In a shocking news, a back-up dancer from the recently released movie ABCD2 was arrested for gang-raping a mentally challenged girl. 20-year-old Nilesh Nirbhavane along with his two other friends took 14-year-old Sambhavna (name changed) to public toilets and other isolated places, where they raped her multiple times, since May 2015. The crime was discovered much later.
It was the girl’s teacher who found a change in the girl’s behaviour for some time since and probed her. When she got to know about the incidents, the teacher notified the girl’s parents, who booked a case against the three accused.
“Initially, she had given the names of the three accused,” said Vinay Kumar Rathod, Deputy Commissioner of Police. “We took in one of them for inquiry, but investigations revealed he had no role to play in the incident. The girl mentioned that Nirbhavane had two broken front teeth.”
This isn’t the first time that a mentally challenged girl was taken advantage of in this manner. A month ago, a senior army officer was arrested for allegedly raping a mentally challenged girl. But the most gruesome incident this year also involved a mentally challenged woman from Rohtak, Haryana.
The Rohtak gang rape shook the country. The woman’s body was found without key organs along with sticks, stones and condoms stuffed into her private parts, three days after she went missing. Her face was partially eaten by animals.
But as past news reports show, most rape cases involving a mentally challenged girl often go undetected until the girl’s family discovers that she is pregnant. In 2012, when a family in Malad, Mumbai discovered that their 14-year-old mentally challenged girl is pregnant, they realised that she had been raped. Getting leads on the accused is often tough in such cases because of the victim’s inability to express.
But the most erroneous assumption that most people make when it comes to mentally challenged people is that because of the state of their mind, they cannot feel or get disturbed by sexual abuse or they cannot have sexual feelings. It is believed that this is what the rapists often think and in many cases even the society at large and sometimes the caregivers too.
But studies and past cases have shown that though an intellectually disabled victim cannot accurately identify what is happening to her as ‘rape’, she is still uncomfortable with it and disturbed by the episode. They are unable to express their emotions about it.

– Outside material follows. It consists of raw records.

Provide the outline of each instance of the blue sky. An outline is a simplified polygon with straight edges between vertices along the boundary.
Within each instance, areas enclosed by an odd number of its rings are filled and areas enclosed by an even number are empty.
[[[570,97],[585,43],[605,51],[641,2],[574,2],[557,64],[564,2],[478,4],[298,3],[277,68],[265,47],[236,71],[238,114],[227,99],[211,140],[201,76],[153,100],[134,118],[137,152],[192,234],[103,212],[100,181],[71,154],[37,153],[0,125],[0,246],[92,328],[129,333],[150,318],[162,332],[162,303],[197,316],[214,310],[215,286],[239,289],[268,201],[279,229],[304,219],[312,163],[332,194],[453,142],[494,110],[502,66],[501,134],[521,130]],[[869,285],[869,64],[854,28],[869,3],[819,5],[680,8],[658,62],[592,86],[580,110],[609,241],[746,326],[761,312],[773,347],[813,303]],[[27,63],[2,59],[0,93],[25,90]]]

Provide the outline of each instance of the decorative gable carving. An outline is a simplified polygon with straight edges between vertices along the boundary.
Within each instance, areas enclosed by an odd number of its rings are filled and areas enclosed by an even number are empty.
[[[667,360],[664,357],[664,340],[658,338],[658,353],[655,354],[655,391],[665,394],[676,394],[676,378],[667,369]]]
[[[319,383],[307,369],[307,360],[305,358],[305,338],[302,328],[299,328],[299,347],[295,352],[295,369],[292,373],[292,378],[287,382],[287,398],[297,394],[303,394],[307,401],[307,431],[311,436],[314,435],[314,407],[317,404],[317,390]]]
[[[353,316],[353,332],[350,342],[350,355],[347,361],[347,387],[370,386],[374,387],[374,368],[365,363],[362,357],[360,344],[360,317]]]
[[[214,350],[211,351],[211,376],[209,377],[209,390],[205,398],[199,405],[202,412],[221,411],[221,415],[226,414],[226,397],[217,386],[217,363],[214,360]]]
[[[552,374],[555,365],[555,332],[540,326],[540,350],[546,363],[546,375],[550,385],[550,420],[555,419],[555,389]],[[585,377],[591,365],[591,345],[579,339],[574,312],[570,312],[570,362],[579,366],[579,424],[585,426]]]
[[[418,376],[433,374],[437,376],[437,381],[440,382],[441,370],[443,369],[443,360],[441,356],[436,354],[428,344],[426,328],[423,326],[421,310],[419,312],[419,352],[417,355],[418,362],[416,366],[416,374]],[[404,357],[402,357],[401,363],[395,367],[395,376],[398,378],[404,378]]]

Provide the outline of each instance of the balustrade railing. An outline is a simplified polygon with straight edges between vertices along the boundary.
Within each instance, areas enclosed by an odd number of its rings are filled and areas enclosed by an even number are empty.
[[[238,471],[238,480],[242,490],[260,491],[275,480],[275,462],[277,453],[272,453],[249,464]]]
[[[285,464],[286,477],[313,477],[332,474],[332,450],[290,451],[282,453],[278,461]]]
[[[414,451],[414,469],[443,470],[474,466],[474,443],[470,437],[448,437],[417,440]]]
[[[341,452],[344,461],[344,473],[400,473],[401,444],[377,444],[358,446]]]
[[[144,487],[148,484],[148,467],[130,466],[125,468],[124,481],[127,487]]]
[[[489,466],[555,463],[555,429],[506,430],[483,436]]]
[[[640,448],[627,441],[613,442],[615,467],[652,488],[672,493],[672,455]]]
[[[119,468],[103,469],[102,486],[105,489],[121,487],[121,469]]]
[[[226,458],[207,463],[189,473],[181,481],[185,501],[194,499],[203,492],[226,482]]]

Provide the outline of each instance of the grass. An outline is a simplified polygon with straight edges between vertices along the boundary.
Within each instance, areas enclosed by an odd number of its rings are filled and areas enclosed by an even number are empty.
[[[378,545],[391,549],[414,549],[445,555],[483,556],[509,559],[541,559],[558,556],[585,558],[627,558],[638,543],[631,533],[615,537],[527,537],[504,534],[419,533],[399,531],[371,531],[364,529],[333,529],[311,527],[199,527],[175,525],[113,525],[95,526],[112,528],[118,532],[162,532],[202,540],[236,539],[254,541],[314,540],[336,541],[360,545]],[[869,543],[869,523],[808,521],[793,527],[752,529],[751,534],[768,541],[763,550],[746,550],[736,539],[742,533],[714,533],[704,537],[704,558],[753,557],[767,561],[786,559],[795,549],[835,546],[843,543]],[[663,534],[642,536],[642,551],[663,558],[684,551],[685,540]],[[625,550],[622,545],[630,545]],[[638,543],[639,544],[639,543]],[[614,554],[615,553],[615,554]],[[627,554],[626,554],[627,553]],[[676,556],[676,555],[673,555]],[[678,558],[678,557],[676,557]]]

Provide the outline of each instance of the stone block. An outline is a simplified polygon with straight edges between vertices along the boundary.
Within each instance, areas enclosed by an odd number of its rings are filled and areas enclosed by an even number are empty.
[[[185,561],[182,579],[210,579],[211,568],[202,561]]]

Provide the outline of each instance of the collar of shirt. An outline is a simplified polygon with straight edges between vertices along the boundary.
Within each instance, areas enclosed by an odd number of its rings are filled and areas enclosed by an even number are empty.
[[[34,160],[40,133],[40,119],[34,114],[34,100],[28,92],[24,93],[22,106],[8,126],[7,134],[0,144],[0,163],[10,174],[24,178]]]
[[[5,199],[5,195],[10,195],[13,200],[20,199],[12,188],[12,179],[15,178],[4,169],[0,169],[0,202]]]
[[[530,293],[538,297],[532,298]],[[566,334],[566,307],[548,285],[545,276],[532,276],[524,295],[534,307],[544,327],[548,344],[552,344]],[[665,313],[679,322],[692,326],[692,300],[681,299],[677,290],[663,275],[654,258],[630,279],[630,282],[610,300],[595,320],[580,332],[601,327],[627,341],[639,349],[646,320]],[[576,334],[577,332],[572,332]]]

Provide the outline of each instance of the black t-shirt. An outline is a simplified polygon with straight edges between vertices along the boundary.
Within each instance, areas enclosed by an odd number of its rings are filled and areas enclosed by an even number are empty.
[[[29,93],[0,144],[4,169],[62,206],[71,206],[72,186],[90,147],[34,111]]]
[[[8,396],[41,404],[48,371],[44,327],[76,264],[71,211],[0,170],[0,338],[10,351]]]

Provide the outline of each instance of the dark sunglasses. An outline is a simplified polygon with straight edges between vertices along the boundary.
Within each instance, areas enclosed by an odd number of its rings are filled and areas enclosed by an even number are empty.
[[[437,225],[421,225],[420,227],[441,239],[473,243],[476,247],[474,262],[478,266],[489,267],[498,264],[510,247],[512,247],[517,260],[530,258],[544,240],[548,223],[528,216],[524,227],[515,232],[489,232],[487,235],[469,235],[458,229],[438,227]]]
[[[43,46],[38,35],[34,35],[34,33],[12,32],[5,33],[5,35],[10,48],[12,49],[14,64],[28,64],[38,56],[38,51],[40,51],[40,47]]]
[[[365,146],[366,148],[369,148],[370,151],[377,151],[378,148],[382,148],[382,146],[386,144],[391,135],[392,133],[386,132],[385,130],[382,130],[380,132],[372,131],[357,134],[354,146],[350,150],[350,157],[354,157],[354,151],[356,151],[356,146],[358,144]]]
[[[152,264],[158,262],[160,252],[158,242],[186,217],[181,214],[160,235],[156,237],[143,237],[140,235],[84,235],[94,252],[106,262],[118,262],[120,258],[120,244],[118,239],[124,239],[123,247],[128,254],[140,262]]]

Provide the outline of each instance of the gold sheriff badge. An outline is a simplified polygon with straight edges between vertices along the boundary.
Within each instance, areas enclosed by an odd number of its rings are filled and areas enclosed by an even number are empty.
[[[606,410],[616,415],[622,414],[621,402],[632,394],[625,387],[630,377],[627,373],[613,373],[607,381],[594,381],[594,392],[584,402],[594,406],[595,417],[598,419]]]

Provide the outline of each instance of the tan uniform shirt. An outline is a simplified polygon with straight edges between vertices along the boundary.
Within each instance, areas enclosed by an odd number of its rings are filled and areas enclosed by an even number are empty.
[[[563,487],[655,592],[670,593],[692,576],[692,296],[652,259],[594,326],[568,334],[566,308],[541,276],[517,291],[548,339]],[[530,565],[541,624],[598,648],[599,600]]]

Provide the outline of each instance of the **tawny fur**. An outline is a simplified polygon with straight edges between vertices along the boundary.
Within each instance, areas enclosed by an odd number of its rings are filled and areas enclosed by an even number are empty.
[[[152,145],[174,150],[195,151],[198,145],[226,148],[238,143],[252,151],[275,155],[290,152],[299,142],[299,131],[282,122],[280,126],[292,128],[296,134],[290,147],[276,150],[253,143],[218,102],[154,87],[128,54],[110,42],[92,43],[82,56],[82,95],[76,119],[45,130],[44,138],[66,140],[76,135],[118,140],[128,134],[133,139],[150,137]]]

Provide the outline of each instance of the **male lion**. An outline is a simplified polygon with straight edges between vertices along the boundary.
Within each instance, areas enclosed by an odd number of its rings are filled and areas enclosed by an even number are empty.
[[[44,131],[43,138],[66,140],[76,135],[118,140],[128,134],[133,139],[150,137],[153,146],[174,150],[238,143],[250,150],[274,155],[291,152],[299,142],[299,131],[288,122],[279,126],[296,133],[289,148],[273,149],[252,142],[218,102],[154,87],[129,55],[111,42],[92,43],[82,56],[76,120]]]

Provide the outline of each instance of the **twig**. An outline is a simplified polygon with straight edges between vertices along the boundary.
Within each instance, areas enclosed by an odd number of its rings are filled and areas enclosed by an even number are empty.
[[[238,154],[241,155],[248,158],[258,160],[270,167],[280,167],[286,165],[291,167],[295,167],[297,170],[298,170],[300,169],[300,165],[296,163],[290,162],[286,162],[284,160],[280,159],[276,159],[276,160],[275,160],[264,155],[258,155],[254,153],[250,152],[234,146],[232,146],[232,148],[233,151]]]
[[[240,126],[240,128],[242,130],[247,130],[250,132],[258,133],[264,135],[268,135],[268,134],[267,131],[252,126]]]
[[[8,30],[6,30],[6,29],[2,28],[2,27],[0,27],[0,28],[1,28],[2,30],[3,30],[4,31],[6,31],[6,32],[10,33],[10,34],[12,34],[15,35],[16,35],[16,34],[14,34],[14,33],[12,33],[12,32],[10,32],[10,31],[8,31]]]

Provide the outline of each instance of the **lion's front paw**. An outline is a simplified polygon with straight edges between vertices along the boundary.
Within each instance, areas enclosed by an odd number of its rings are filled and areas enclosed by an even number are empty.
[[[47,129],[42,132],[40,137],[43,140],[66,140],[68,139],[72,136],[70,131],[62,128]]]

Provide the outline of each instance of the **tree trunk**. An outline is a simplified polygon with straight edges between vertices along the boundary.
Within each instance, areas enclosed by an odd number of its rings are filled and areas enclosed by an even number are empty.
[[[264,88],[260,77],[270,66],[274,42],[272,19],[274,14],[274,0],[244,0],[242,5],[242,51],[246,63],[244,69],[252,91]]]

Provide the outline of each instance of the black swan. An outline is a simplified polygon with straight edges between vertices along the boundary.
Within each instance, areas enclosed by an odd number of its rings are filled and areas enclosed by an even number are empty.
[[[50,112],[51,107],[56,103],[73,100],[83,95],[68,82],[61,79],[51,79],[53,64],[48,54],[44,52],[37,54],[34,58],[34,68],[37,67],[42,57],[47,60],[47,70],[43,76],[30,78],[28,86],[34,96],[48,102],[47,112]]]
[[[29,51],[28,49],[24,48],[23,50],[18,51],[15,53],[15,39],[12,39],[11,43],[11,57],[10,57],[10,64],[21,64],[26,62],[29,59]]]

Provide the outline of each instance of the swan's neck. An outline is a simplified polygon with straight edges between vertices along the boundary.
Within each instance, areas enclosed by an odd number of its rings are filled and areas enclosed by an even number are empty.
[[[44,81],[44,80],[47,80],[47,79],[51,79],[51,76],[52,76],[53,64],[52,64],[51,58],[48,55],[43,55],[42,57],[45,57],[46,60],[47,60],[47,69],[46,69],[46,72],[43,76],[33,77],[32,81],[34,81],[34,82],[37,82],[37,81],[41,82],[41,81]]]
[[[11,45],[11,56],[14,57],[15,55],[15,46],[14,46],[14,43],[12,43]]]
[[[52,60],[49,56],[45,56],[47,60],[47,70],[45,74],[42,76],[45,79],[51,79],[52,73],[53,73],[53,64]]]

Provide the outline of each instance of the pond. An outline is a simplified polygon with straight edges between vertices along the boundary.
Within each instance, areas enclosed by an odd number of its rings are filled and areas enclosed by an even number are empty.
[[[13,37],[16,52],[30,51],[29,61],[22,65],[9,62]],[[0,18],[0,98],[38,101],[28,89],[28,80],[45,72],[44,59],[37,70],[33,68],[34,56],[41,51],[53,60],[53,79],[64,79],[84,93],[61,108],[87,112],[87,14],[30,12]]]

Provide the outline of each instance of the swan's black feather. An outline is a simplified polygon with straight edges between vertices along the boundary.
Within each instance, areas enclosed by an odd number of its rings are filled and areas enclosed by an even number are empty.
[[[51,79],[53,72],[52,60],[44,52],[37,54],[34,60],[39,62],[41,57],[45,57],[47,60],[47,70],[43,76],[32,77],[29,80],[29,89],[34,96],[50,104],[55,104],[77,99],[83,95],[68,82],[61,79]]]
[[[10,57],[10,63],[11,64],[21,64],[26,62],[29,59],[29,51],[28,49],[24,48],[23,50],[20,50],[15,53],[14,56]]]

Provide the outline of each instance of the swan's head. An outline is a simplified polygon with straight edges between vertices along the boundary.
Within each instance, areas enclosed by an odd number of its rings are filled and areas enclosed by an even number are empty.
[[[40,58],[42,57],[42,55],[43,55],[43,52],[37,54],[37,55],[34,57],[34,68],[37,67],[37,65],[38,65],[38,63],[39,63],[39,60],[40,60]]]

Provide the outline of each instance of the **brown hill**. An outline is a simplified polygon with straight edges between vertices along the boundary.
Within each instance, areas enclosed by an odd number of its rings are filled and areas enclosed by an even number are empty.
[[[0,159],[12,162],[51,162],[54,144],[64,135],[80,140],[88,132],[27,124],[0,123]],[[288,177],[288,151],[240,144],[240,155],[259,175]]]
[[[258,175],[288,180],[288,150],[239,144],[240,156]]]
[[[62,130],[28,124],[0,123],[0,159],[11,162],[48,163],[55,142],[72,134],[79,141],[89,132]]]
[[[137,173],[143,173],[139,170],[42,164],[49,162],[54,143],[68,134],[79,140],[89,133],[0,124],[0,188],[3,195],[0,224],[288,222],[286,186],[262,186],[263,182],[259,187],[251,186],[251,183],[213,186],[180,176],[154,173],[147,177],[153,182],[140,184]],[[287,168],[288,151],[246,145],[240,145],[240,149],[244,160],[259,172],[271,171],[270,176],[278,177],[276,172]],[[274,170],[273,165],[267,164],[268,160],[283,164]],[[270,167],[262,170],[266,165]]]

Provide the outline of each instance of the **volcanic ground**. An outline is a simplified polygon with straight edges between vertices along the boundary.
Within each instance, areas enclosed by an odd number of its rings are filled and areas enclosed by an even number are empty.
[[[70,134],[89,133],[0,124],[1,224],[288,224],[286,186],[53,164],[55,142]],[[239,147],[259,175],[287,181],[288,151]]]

But one woman did express, in her own rudimentary way and it set the tone for her case although her lawyer was still unable to prove that rape had taken place. In a well-known case in New York in 1993, a 41-year-old mentally challenged woman (name withheld) who worked at a fast food joint was raped. She didn’t know what ‘rape’ was at that time, but she was terribly upset by the fact that a man had pulled her into a car in a vacant parking lot and urinated over her after removing her clothes.
As her testimony, she read this out to the judge:
“Dear Judge, I would like ‘O.’ to get the maximum years in prison because he hurt me very badly. It changed my body and my life. After the rape I had to sleep with the light on. I had terrible nightmares. I cried so much. He laughed, Judge, when they arrested him.” She added: “I became very depressed and so sad. I tried to commit suicide with sleeping pills. I lost my job, and I can no longer baby-sit for my sister’s son.” She also said: “I had no feelings for a long time. I couldn’t enjoy any birthdays or buy any presents or anything.”
Her testimony helped. The victim was convicted for sexual abuse, but unfortunately, her lawyer couldn’t prove that rape had occurred.
Caregivers of mentally-challenged women are often unaware of the terrible sexual vulnerability of a mentally challenged woman. They often forget that only their mind is that of a 4-year-old child, the body is fully developed, thus making them an easy target for molesters and rapists.
The worst was the case of a mentally challenged orphan girl at Nari Niketan in Chandigarh. Her sexual assault went unnoticed until she was 20 weeks into her pregnancy and medical termination of that pregnancy could only be done based on court orders.
We need awareness programmes for caregivers to make them realise the high risk of sexual abuse for their wards and simple everyday steps that they could take to safeguard her.